The proposal should be the reverse: first we will have a complete bike and pedestrian bridge, and only then (if needed) will we add another bridge for cars.
It could be like the bridge at the tail end of this Streetfilms video.
It would mean:
- We could start now with advanced bike infrastructure like a car-free space, instead of just making aesthetic changes to the bridge which will help less.
- We could close the bridge using planters, which would cost next to nothing, and reopen the bridge if we decided we didn't like it, at little cost.
- We could also try a middle ground, which would be to close just one lane of the bridge to cars using planters, creating a protected bike lane.
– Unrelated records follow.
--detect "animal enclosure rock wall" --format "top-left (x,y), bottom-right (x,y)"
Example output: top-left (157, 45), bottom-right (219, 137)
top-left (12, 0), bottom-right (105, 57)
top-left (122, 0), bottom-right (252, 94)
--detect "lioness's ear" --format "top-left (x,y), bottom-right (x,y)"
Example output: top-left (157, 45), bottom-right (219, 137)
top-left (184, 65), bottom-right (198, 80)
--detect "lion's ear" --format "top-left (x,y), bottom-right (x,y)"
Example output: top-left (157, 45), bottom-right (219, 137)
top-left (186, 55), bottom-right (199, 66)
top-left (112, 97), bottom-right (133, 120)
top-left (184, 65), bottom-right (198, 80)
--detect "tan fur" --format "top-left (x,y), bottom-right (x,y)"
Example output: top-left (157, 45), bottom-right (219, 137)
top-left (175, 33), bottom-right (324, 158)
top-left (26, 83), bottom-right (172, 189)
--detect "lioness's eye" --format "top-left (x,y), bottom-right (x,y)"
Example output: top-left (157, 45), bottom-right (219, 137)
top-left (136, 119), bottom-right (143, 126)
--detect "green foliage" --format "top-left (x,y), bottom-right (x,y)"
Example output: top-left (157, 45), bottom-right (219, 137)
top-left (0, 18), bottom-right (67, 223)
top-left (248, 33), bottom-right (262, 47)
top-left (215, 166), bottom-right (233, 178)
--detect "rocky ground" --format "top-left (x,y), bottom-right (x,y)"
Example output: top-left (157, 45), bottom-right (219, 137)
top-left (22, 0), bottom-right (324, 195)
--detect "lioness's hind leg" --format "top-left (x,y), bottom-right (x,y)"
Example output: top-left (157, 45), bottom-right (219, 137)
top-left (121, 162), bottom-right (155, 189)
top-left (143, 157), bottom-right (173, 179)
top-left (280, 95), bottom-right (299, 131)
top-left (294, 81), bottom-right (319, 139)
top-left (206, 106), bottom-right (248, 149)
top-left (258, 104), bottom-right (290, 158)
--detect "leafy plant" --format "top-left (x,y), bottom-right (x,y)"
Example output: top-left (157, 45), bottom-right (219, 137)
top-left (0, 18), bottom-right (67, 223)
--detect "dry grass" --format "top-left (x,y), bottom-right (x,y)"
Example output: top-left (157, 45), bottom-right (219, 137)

I must say that I tend to think biking comes first, not walking. I know that's heresy--and it's not because I like bikes more, because I do walk a lot of places too. But I think focusing on bike connections over the bridge is more realistic, because aesthetic or social safety issues that are relatively minor and fleeting on a bike (like unpleasant light or gaps in buildings) are deal-breaking problems as a pedestrian. Get people to bike over this bridge first, and then if we have success, let's close the second lane and pretty-it-up for pedestrian traffic.
Closing this bridge is one of the many ideas Rachel and I tried to sell to VHB during the bike plan which never saw the light of day. But we can make it happen now, because the Elorza admin. has indicated that it's serious about taking these issues to the mat. Let's push for a quicker implementation of a bike-ped bridge.